Vol. 41 No. 2, p. 56
Designers graduating today are wholly unprepared for entering the workforce. That may seem like a bold claim; however, there is an abundance of anecdotal evidence in its favor.
Recently, a designer straight out of school (who wishes to remain anonymous) was let go from their first job as a designer. The reason? Their skills were deemed insufficient to keep up with the rapid pace and demands of the industry. The company spent hours educating and coaching the designer, but in design, if you can’t hit the ground running, you become dead weight. This scenario is becoming far too common. Some companies have elected to not hire entry-level designers in favor of those who have at least a few years of experience—the skill set of the latter being more in-line with someone at the entry level. There is a gulf between design academia and the design profession, and it keeps widening.
Renowned design researcher Don Norman has made it clear that the current design education system is failing us. In an interview in the MIT Technology Review titled “The Problem with Design Education,” he says that the designers of tomorrow need to be generalists, that is, have a foundation in multiple disciplines and be able to wear different hats as the job necessitates. Design education needs to expand beyond the traditional definition of design and embrace fields such as the sciences, engineering, and psychology. The reality is, according to Norman, “designers have almost no formal training in these topics.” A designer with even a rudimentary computer science background in 2007 would have been prepared for the sudden integration of physical and digital experiences in the age of the iPhone.
The design industry is rapidly changing course. For example, hardware designers now need competency in UI/UX design as the two fields become more integrated, new materials and processes demand an understanding of chemistry, and user research has moved beyond a survey of generic personas toward a full-fledged profession in its own right. While these changes in industry reshape the definition of what it means to be an industrial designer, design education insists on maintaining the same trajectory without deviation.
Unless this course is altered, our students will continue to be unprepared for what the industry of the future will demand of them.

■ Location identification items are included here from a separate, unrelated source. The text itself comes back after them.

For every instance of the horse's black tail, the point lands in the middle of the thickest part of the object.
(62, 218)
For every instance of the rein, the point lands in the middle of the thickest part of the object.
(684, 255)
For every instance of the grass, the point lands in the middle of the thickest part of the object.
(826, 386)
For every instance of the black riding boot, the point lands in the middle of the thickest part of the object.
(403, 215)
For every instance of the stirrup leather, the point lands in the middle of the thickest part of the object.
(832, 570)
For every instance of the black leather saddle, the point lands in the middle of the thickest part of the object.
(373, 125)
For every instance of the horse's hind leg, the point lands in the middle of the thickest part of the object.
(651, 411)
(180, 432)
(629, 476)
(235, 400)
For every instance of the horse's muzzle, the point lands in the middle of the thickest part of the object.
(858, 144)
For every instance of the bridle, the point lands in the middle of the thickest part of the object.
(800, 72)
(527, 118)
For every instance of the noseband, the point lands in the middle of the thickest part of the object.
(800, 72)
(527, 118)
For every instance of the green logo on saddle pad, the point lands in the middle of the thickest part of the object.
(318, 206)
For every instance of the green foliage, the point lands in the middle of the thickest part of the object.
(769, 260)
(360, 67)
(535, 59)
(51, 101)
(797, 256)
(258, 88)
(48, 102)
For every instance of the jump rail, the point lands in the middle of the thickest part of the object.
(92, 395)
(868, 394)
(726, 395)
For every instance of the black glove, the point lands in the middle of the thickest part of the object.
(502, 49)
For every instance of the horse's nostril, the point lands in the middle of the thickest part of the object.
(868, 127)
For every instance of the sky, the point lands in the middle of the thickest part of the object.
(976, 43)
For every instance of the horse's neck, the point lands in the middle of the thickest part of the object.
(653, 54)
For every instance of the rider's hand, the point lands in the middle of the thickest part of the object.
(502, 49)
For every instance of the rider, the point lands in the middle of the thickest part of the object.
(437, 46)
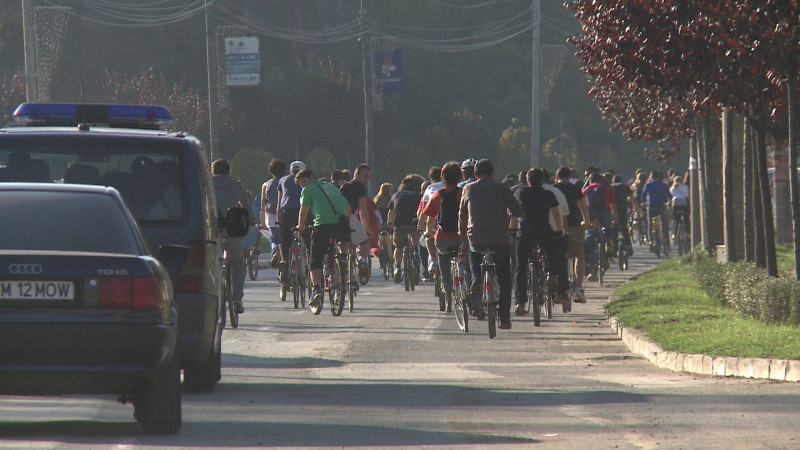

The four-year higher education model simply doesn’t work for design. Students need to be exposed to real-world design experiences such as internships and collaborative or sponsored projects in schools in order to understand and design within the real-world parameters in which designers work. If they remain inside the padded environment of academia, they are at a disadvantage when searching for a job in our extremely competitive field. Schools that integrate internships directly into their program, such as the College of Design, Architecture, Art, and Planning (DAAP) at the University of Cincinnati, graduate students with one to two years of work experience, experience that can’t be matched by one to two years of school alone. DAAP enjoys such a high job-placement rate because employers have trust in its graduates, who have honed their skills in the real world, rather than through simulated class projects.
The recent global disruption in education has further exposed the flaws in the way design is taught. The silver lining is that we can utilize this moment to reflect and transition into a new phase of design education.
Online courses do not have to be a detriment to education, but can open the door to new experiences. We can bridge the gap between academia and industry by leveraging the online design community and connecting students to real-world professionals. Educators can bring active designers into their virtual classrooms, and student work can reach wider audiences than a traditional gallery setting can. We need educators who can foresee trends and be willing to quickly adapt to the changes that come with integrating new technology. We don’t have to abandon traditional design values and processes, but we can’t rely on the past to drive future success.
Design isn’t a standard career in which you can be successful by having sat in a classroom for four years and learned one particular skill set. We need an education model that is more closely integrated with industry, where students gain experience through real-world practice. We need educators who can leverage industry professionals and connect students to a diversity of content. We need multidisciplinary students competent in skills and disciplines outside of just design so they can adapt to challenges that may not have even existed during the course of their education.